The data currency criterion focuses on how “fresh” the data from a source database is in a target database. Depending on the integration technique, there can be time delays in making the data in one database (the source) available to users and applications of another database (the target).
The performance criterion focuses on the integration technique`s execution speed.
The cost criterion includes not only the cost of the integration products but also the cost of implementation.
The encapsulation criterion considers how well the integration solution hides the physical location of the data from the users and the applications.
The data synthesis criterion examines how users work with the data from the multiple databases.
The data access criterion focuses on what kind of access the integration solution implements for the users and applications.

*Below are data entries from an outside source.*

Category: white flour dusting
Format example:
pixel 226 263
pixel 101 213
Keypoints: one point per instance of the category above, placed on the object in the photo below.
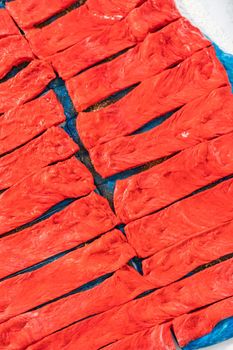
pixel 213 17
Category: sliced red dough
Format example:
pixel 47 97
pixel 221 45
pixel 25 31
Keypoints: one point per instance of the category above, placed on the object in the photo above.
pixel 24 292
pixel 13 51
pixel 182 220
pixel 7 25
pixel 52 146
pixel 112 10
pixel 22 330
pixel 146 192
pixel 30 198
pixel 195 325
pixel 194 123
pixel 30 120
pixel 158 337
pixel 196 76
pixel 179 298
pixel 27 13
pixel 81 221
pixel 157 52
pixel 150 16
pixel 96 31
pixel 171 264
pixel 25 85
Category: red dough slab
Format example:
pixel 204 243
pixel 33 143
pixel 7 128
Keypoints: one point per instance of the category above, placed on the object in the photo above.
pixel 13 51
pixel 7 25
pixel 25 85
pixel 95 33
pixel 150 16
pixel 165 304
pixel 30 198
pixel 173 179
pixel 193 326
pixel 27 328
pixel 81 221
pixel 26 291
pixel 77 25
pixel 158 338
pixel 194 123
pixel 177 261
pixel 52 146
pixel 22 123
pixel 195 77
pixel 27 13
pixel 157 52
pixel 182 220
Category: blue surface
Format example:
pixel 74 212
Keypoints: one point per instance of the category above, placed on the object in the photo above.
pixel 224 330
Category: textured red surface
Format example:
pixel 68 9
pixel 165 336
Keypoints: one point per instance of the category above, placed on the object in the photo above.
pixel 27 328
pixel 64 32
pixel 157 52
pixel 81 221
pixel 27 13
pixel 30 198
pixel 202 119
pixel 165 304
pixel 29 121
pixel 52 146
pixel 171 264
pixel 13 51
pixel 197 75
pixel 150 16
pixel 24 292
pixel 173 179
pixel 25 85
pixel 7 25
pixel 193 326
pixel 158 338
pixel 184 219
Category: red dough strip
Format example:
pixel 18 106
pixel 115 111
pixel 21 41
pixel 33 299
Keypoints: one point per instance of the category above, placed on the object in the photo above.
pixel 80 24
pixel 158 337
pixel 13 51
pixel 175 262
pixel 27 13
pixel 163 305
pixel 81 221
pixel 95 32
pixel 182 220
pixel 173 179
pixel 193 326
pixel 25 329
pixel 29 120
pixel 152 15
pixel 7 25
pixel 196 76
pixel 30 198
pixel 25 85
pixel 52 146
pixel 157 52
pixel 194 123
pixel 26 291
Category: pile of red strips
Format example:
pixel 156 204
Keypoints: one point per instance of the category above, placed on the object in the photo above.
pixel 99 48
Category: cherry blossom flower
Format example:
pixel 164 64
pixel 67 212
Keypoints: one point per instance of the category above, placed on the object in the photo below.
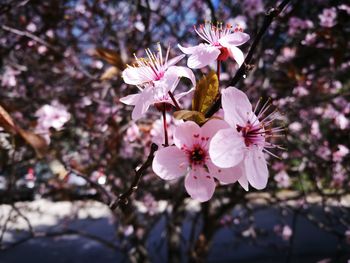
pixel 243 144
pixel 222 42
pixel 155 77
pixel 189 157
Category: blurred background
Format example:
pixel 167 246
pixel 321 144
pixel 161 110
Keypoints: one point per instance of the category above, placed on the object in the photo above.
pixel 68 146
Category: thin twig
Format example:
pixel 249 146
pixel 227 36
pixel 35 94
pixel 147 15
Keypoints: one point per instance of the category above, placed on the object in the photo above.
pixel 124 197
pixel 106 197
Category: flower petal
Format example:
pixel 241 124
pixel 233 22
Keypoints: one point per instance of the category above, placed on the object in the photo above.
pixel 130 99
pixel 137 75
pixel 235 39
pixel 243 181
pixel 182 94
pixel 236 106
pixel 211 127
pixel 185 134
pixel 182 72
pixel 225 175
pixel 256 168
pixel 236 54
pixel 170 163
pixel 146 99
pixel 203 56
pixel 200 185
pixel 226 148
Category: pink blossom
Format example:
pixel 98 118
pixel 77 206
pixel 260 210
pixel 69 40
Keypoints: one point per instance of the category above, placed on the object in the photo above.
pixel 222 42
pixel 341 121
pixel 341 153
pixel 287 232
pixel 347 236
pixel 155 77
pixel 51 116
pixel 189 156
pixel 253 7
pixel 243 144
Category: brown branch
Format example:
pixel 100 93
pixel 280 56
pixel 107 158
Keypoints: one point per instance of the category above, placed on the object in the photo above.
pixel 246 67
pixel 124 197
pixel 105 196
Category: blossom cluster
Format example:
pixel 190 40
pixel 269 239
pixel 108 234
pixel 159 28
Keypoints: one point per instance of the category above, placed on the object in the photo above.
pixel 220 150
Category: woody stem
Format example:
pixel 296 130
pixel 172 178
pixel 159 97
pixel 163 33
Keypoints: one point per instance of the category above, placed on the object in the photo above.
pixel 218 70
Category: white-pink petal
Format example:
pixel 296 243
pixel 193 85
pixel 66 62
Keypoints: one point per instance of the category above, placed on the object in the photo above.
pixel 146 99
pixel 182 72
pixel 200 185
pixel 130 99
pixel 243 181
pixel 185 134
pixel 236 106
pixel 235 39
pixel 173 61
pixel 170 163
pixel 187 50
pixel 137 75
pixel 227 148
pixel 203 56
pixel 256 168
pixel 182 94
pixel 211 127
pixel 236 54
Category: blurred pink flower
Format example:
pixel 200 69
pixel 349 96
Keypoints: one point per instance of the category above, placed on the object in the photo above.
pixel 243 144
pixel 253 7
pixel 282 179
pixel 222 43
pixel 52 116
pixel 347 236
pixel 339 176
pixel 300 91
pixel 328 17
pixel 155 77
pixel 8 78
pixel 287 232
pixel 189 156
pixel 296 25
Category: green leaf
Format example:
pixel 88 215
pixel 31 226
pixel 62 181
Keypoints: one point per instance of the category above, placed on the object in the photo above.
pixel 189 115
pixel 206 91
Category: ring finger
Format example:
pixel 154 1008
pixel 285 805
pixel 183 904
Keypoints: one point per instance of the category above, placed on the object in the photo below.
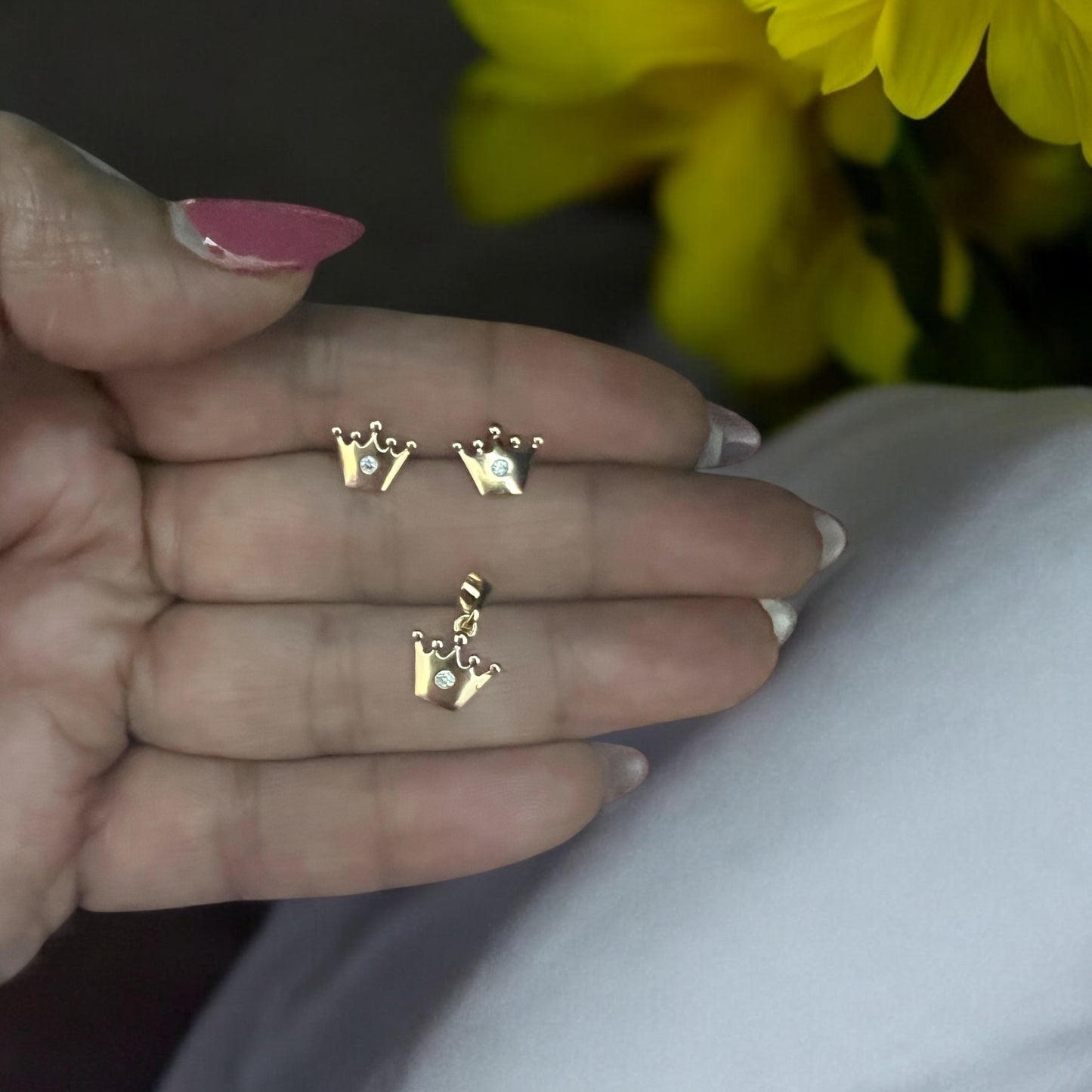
pixel 296 682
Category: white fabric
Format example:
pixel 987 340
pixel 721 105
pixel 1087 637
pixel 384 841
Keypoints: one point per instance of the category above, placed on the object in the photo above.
pixel 875 875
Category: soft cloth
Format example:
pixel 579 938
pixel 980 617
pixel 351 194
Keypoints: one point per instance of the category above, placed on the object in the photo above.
pixel 875 875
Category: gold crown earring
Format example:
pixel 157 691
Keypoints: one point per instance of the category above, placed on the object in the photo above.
pixel 373 463
pixel 444 679
pixel 500 469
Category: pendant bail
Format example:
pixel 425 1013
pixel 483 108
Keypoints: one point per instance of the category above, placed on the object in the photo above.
pixel 472 598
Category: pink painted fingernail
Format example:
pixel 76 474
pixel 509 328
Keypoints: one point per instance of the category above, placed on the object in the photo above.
pixel 732 438
pixel 261 236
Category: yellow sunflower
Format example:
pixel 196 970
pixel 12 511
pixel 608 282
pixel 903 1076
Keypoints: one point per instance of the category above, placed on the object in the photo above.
pixel 763 264
pixel 1038 54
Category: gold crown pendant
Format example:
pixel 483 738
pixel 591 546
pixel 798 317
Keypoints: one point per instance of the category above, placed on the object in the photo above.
pixel 503 468
pixel 447 679
pixel 372 464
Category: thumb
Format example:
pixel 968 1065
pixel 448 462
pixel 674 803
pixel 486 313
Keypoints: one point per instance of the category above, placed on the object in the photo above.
pixel 97 273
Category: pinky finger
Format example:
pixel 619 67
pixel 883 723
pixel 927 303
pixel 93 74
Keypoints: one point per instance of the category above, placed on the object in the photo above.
pixel 174 830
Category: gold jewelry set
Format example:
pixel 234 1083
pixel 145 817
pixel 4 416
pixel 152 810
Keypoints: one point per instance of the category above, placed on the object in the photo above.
pixel 500 469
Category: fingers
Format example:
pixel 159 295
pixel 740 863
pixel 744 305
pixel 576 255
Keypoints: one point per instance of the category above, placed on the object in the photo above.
pixel 299 682
pixel 97 273
pixel 324 827
pixel 286 529
pixel 429 379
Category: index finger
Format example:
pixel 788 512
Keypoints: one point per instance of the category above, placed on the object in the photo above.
pixel 434 380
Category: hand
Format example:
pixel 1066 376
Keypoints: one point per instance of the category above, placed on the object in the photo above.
pixel 206 682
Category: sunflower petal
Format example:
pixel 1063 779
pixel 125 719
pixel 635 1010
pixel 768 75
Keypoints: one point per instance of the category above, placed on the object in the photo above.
pixel 834 37
pixel 925 47
pixel 593 47
pixel 1040 64
pixel 859 124
pixel 513 159
pixel 735 279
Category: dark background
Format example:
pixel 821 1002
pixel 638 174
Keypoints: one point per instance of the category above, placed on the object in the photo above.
pixel 339 104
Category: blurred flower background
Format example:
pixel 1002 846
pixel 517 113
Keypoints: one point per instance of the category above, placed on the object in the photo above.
pixel 848 190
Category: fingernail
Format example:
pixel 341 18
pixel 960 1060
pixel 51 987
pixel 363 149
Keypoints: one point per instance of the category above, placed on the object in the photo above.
pixel 783 617
pixel 261 236
pixel 623 769
pixel 732 438
pixel 834 537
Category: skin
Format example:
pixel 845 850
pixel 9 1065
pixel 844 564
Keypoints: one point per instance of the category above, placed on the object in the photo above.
pixel 204 636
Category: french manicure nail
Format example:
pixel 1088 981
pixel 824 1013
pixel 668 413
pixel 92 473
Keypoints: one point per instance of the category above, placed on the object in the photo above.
pixel 623 769
pixel 261 236
pixel 783 616
pixel 732 438
pixel 834 537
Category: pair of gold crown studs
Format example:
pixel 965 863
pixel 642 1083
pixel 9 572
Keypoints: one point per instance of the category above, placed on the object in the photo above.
pixel 500 468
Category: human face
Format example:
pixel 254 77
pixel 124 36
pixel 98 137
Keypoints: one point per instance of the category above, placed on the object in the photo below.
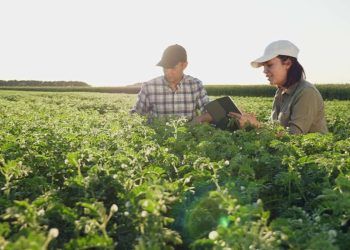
pixel 276 71
pixel 174 75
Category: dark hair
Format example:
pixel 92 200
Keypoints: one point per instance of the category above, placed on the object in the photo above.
pixel 295 73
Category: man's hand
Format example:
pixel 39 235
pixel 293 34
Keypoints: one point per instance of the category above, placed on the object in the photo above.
pixel 245 119
pixel 204 118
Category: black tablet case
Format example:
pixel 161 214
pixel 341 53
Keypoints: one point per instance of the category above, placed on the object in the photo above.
pixel 219 109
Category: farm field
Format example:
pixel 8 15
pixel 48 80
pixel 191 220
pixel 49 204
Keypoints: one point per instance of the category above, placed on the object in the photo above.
pixel 77 171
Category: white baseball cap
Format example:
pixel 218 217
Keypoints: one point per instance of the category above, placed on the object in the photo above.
pixel 277 48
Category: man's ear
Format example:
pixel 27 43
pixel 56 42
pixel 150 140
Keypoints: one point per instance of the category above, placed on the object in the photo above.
pixel 288 63
pixel 184 65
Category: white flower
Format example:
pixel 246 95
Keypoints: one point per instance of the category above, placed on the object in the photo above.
pixel 41 212
pixel 284 237
pixel 238 220
pixel 114 208
pixel 144 214
pixel 53 233
pixel 213 235
pixel 259 202
pixel 332 233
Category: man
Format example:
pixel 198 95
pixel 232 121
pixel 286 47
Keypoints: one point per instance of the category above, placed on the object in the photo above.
pixel 174 93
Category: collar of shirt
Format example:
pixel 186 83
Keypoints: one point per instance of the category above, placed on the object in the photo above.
pixel 291 89
pixel 178 86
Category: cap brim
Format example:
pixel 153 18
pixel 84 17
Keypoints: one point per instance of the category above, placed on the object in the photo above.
pixel 258 62
pixel 166 65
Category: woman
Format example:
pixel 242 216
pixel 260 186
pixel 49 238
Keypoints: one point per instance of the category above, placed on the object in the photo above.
pixel 298 105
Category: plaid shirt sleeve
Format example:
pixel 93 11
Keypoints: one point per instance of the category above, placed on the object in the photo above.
pixel 202 98
pixel 142 105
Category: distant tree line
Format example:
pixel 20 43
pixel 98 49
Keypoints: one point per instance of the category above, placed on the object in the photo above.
pixel 33 83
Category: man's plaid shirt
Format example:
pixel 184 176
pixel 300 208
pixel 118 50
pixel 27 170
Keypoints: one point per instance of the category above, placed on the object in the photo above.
pixel 158 99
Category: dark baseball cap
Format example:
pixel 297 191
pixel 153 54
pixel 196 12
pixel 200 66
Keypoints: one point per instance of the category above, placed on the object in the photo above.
pixel 172 56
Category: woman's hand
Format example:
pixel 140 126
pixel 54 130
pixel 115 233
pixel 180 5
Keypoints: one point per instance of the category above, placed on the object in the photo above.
pixel 245 119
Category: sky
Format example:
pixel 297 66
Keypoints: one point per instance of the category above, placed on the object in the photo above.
pixel 115 42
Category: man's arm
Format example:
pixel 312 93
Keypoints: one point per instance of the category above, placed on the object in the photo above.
pixel 142 105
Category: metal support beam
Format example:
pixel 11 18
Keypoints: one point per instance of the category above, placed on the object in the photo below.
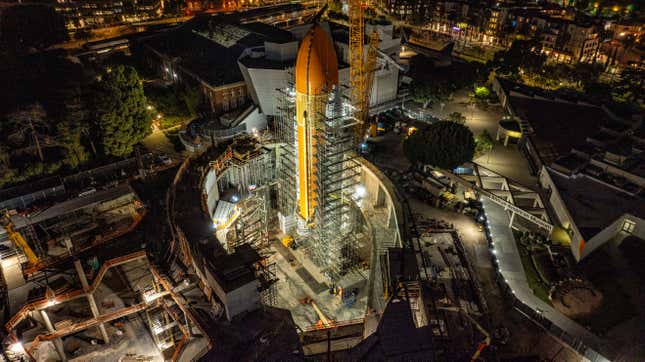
pixel 58 343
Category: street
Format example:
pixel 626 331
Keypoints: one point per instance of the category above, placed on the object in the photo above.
pixel 527 339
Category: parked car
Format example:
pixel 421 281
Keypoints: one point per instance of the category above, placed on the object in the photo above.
pixel 86 192
pixel 165 159
pixel 7 251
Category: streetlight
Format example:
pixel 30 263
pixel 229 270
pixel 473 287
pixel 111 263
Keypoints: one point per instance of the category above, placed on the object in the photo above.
pixel 17 348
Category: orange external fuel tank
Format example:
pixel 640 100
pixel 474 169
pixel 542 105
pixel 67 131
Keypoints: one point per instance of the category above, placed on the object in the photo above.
pixel 316 77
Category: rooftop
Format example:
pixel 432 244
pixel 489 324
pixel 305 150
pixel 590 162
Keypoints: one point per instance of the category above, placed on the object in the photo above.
pixel 209 46
pixel 595 205
pixel 558 126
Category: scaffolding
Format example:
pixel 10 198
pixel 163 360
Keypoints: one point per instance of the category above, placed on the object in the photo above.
pixel 252 226
pixel 333 245
pixel 286 157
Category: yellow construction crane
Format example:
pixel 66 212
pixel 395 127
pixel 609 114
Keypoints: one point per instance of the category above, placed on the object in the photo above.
pixel 361 68
pixel 20 241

Data access includes create, read, update and delete access, as well as whether the access is bi-directional.
The administration criterion includes the effect the integration solution has on database administration.
The “side-effects” criterion is used to classify the integration techniques` impact on other applications and other parts of the utility`s computer environment.
The data integrity criterion examines how well the integration technique manages transactions that apply to multiple databases.
The scalability criterion evaluates how well an integration technique performs as the number of databases being integrated increases.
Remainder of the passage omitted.